The Cardinals also retain Matt Carpenter who is coming off of a career high 28 home runs and 84 rbis.  They have all star catcher Yadier Molina behind the plate as well. Kolten Wong is also a player who has a career high in batting average and in home runs as well. .
Also the free agent hitters market was very overpriced. Chris Davis signed for 7 years and 161 million, Cespedes signed for 3 years and 75 million, Heyward signed for 8 years and 184 million. When signing players to large contracts like that, the risk is ginormous. There's always the possibility of injuries and the possibility players don't live up to large contracts like those.
Heyward is also only a career .268 hitter and doesn't even average 68 rbis in his career, and the last 3 years has only averaged a grand total of 58.6 rbis per year. That doesn't sound like a player who is worth 23 million per year.
Chris Davis is also earning 23 million over the next 7 years, but again he comes with major risks. He is only a career .255 hitter and while he can possibly get over 100 rbis in a season, he also lead the league in strikeouts last year. He's a feast or famine hitter, and the possibility he doesn't live up to his contract is very large.
And finally, there is Yoenis Cespedes. He signed a 3 year 75 million dollar deal with the Mets. While he is certainly a talented player there are also serious risks. First, while Cespedes had career highs in home runs and rbis last season, Baseball Reference does not project the same for 2016. Cespedes is only expected to be a .265 hitter and experience solid drops in home runs and rbis from last season (26 home runs and 88 rbis) . Those do not sound like the numbers a hitter worth 25 million would put up.

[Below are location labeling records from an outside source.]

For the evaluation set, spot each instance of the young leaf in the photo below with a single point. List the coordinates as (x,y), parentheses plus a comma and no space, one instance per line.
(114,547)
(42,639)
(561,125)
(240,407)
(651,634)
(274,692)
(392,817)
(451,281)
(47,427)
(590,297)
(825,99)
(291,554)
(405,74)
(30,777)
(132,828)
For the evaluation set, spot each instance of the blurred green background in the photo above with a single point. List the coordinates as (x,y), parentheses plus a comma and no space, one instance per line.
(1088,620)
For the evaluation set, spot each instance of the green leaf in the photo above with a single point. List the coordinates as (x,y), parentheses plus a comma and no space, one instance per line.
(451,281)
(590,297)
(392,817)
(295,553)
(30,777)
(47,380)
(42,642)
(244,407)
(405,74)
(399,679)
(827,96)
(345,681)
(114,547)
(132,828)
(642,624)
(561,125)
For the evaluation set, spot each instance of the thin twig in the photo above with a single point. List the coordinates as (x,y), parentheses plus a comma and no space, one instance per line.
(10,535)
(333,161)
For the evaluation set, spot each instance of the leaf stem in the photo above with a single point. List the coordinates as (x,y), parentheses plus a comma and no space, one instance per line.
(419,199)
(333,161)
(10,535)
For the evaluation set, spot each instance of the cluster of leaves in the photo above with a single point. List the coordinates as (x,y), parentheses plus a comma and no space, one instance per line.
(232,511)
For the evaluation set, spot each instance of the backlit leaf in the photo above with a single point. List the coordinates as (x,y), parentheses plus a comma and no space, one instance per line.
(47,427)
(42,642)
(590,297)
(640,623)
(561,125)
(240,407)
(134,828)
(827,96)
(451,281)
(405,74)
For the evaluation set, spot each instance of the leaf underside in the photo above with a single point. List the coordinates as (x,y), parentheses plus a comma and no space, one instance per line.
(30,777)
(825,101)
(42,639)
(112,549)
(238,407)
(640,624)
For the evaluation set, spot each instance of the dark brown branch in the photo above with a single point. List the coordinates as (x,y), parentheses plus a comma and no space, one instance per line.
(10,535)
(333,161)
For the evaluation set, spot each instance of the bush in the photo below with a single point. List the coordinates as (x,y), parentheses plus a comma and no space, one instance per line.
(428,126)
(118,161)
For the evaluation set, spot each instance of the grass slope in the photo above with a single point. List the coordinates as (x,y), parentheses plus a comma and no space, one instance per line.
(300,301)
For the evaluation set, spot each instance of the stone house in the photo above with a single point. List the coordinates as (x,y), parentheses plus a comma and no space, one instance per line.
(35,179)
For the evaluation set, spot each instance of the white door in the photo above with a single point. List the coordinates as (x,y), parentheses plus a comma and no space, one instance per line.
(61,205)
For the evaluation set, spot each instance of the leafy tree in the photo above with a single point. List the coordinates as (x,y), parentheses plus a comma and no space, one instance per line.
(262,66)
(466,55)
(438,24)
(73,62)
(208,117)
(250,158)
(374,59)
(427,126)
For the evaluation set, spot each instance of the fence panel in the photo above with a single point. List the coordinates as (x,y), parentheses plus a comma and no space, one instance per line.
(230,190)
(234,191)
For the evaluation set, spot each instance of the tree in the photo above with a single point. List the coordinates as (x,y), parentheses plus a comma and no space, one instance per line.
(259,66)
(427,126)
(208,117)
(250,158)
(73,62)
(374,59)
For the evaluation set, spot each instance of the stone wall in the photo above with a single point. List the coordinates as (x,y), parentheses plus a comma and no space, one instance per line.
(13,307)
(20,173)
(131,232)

While Molina is indeed 33, his statitics actually improved from 2014. He was healthier, and was still and all star and gold glove catcher. The same can be applied to Matt Holiday. He only played 73 games last year, but he still made his 1st all star game since 2012, and improved his batting average and rbis per game totals from 2014. Also, Grichuk and Piscotty will make up for whatever decline in numbers those 2 might have, since both are expected to have major increases in their stats.

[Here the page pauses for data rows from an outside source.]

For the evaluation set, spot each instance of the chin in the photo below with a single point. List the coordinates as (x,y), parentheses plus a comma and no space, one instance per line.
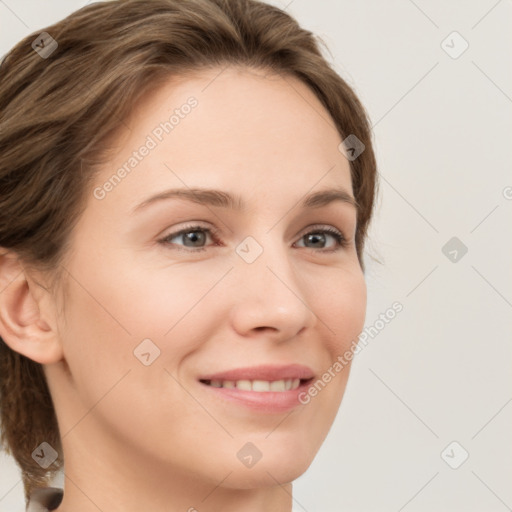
(278,465)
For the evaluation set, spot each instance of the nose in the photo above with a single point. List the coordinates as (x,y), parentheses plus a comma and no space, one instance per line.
(270,298)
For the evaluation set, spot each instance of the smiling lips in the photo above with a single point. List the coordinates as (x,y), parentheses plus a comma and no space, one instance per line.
(265,388)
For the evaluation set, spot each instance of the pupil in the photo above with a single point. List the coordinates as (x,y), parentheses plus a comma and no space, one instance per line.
(316,237)
(193,236)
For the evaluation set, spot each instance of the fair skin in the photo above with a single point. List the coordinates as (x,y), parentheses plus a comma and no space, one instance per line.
(135,434)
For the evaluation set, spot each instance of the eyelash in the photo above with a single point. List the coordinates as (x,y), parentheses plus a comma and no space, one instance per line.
(341,241)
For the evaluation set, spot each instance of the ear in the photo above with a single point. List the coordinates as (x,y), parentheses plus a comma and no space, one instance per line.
(27,314)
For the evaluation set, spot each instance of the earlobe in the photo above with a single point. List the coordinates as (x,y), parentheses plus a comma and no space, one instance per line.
(26,322)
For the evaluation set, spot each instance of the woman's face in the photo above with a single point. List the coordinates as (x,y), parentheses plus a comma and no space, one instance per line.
(151,313)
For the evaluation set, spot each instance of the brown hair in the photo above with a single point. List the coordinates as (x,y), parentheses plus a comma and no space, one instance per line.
(58,111)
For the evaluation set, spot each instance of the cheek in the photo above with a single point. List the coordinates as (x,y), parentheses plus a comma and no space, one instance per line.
(341,309)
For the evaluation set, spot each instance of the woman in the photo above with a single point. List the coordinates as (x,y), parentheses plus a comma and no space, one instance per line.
(186,188)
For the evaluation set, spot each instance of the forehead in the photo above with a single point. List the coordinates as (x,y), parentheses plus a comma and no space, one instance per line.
(255,133)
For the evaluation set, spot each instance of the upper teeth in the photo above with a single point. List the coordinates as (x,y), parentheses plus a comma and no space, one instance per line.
(257,385)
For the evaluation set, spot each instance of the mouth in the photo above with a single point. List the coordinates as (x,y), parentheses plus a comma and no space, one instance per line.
(259,386)
(271,389)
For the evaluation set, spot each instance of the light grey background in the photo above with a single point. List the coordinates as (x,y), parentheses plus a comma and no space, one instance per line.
(441,370)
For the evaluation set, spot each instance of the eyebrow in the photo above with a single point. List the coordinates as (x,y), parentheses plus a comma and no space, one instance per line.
(223,199)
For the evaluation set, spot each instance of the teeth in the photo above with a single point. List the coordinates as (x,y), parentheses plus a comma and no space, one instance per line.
(257,385)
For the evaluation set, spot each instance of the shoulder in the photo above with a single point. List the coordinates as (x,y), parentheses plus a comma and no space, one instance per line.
(45,499)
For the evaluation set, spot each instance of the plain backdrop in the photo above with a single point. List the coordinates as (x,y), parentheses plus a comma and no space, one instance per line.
(432,387)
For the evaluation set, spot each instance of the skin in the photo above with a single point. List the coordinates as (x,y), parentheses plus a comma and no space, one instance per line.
(133,434)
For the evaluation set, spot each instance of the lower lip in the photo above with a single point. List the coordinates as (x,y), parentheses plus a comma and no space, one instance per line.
(261,401)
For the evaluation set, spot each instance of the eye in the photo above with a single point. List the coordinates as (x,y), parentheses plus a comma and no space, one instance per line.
(195,236)
(319,236)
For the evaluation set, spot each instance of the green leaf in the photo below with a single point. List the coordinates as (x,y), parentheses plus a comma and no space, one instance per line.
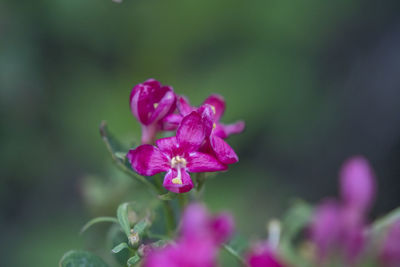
(76,258)
(122,215)
(116,236)
(133,260)
(141,226)
(120,247)
(168,196)
(119,156)
(98,220)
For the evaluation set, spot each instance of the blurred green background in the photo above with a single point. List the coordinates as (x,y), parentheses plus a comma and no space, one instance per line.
(315,81)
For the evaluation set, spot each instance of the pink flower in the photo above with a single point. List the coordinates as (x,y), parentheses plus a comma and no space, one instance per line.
(263,256)
(199,241)
(340,226)
(215,143)
(150,103)
(179,155)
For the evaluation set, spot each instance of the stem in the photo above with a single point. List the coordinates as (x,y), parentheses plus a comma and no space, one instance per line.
(233,253)
(168,211)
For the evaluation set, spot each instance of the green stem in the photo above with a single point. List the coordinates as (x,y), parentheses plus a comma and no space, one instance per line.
(233,253)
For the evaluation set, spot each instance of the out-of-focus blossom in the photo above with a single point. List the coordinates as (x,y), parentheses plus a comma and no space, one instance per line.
(215,143)
(262,255)
(150,103)
(338,228)
(390,251)
(198,243)
(179,155)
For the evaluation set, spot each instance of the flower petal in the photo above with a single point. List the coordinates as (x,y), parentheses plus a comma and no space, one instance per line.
(165,106)
(222,150)
(185,184)
(201,162)
(167,144)
(234,128)
(218,104)
(148,160)
(192,132)
(171,122)
(184,106)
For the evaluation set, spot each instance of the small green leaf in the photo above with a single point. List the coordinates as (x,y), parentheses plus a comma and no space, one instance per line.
(133,260)
(76,258)
(168,196)
(120,247)
(122,215)
(141,226)
(98,220)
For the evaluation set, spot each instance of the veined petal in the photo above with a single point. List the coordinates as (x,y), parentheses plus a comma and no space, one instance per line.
(218,104)
(222,150)
(164,106)
(234,128)
(201,162)
(184,106)
(192,132)
(167,144)
(178,183)
(148,160)
(171,122)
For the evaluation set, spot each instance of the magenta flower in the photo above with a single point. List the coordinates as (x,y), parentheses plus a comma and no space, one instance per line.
(199,241)
(262,255)
(179,155)
(339,227)
(390,252)
(150,103)
(215,143)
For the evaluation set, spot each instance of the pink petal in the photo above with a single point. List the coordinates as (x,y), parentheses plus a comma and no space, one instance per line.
(164,106)
(167,144)
(171,122)
(222,150)
(186,185)
(357,183)
(201,162)
(184,106)
(192,132)
(218,104)
(148,160)
(234,128)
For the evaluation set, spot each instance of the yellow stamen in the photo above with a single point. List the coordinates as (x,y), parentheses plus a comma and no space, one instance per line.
(177,180)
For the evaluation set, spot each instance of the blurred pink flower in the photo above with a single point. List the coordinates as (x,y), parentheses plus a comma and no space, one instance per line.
(179,155)
(198,243)
(150,103)
(339,227)
(262,255)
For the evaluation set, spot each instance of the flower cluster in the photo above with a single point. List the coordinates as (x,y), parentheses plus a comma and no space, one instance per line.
(201,235)
(198,145)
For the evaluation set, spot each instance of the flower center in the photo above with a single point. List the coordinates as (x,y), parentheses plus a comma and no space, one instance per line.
(178,163)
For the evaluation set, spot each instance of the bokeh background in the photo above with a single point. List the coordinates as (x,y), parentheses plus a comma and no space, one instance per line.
(315,81)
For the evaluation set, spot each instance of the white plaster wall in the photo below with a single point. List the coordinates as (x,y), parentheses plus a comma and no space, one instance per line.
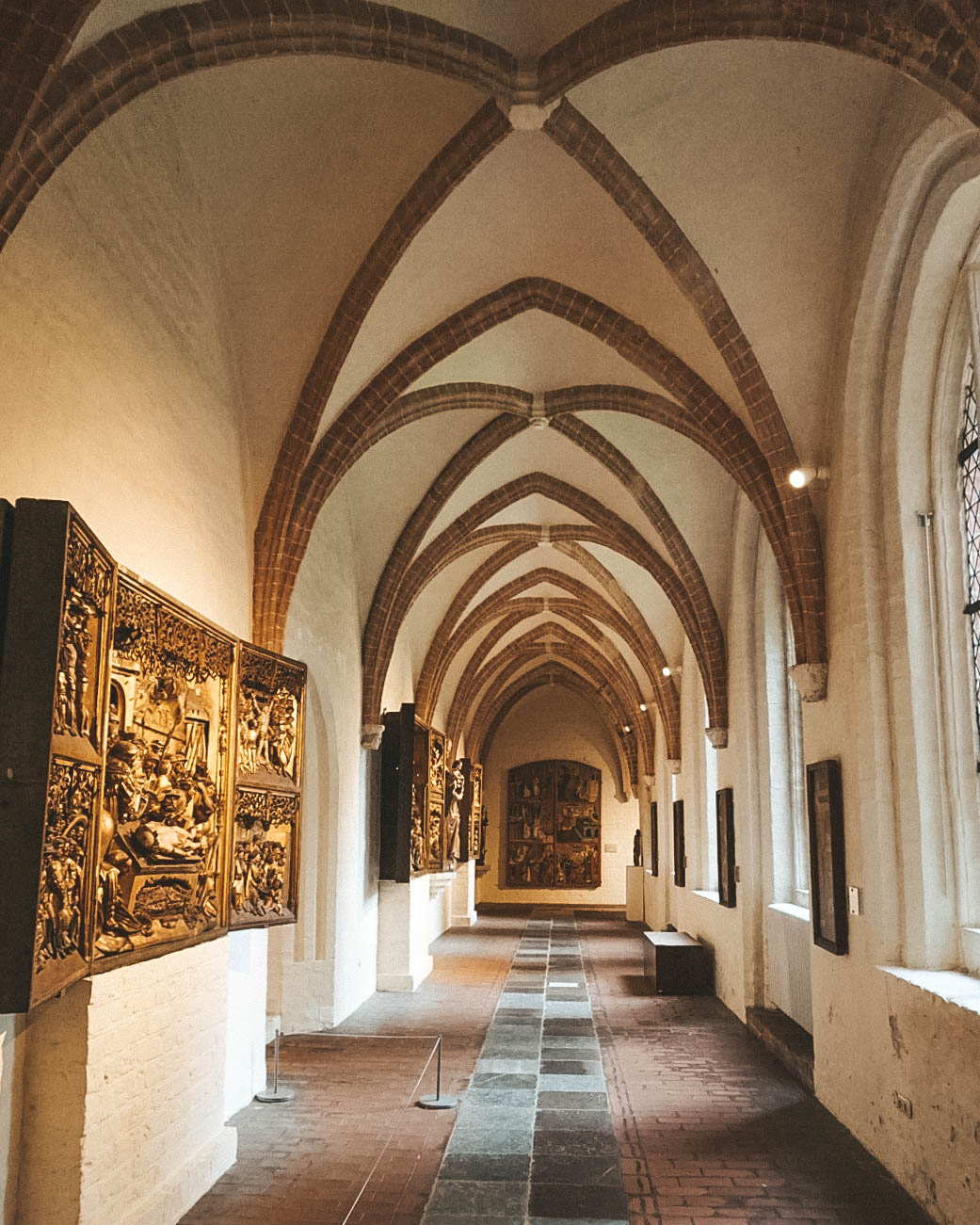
(547,724)
(118,395)
(245,1020)
(321,969)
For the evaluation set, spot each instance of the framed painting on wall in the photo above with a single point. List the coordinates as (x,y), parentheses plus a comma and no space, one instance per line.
(724,810)
(680,857)
(825,806)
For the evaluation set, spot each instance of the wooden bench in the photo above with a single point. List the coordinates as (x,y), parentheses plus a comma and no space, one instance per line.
(678,963)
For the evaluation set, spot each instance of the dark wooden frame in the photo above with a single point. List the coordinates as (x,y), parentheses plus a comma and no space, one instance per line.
(680,855)
(828,892)
(724,808)
(397,748)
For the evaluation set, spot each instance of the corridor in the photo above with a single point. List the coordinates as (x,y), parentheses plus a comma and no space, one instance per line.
(683,1118)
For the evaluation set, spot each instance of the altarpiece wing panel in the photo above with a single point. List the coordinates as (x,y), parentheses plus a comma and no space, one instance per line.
(162,851)
(554,826)
(53,694)
(268,764)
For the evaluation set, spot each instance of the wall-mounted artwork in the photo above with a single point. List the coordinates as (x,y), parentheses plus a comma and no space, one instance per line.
(724,808)
(828,902)
(268,758)
(680,854)
(120,729)
(435,802)
(413,798)
(53,695)
(161,855)
(554,826)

My opponent also states that Matt Carpenter should stop trying to get home runs every at bat, but in fact he got more doubles than home runs. Home runs account for 18% of his hits; comepare that to a power hitter like Chris Davis whos home runs (47/150) account for 31% of hits. Baseball Reference projects that Carpenter's batting average will incrase from .272 to .279.  This refutes my opponent's argument that Carpenter needs to focus on getting more singles and doubles. He already gets more of each than home runs.
Jhonny Peralta also experienced an increase in offensive production. His batting average incrased from .263 to .275. He also got more hits and made the 2015 All Star game. Baseball Reference projects more of the same in 2016 .
Brandon Moss also is projected to have an incrased roll with the Cardinals next year. He is expected to incrase his rbi total from 58 to 68, and his home runs from 19 to 22. His batting average and doubles are also projected to increase, while his strikeouts are projected to decrease .
Having an experienced power bat in the middle of the lineup makes a large difference. Pitchers have a natural tendency to pitch around power hitters in fear of giving up a HR. They will generally throw more strikes to the hitter immediately before the power guy in hopes to get him out and not put him on base. A power hitter changes the complexion of the lineup for the better.
With the decline in HRs, the Cards offense has gone with it over the last couple years. It begins to make sense when you look at the players who have left: 2011 - Pujols 40 Hr/avg., 2012-13 - Beltran 25 Hr/avg., 2015 - Heyward 18 Hr/avg. This year, we have no one to replace Heyward. Basically, the 45 Hr/year average that Pujols put up is now gone.
The decline in offensive production isn't just evident with the Cardinals, it's happening all across Major League Baseball. Pitchers have improved each year, and especially in a league such as the NL where guys like Clayton Kershaw, Zack Greinke, and Jake Arrieta reside, offense is tough to produce.
Also, Brandon Moss fits the description of a power guy completely. He's a feast or famine hitter who can produce solid year round stats. Also, he comes at a much cheaper price than Chris Davis or Pedro Alvarez.
Also, if the Cardinals have relied on pitching to make the playoffs, why should they change their philosophy? It's worked for the past 5 year, getting them to the World Series twice and winning it all in 2011. With a solid pitching staff and a lights out bullpen, their pitching should remain top notch.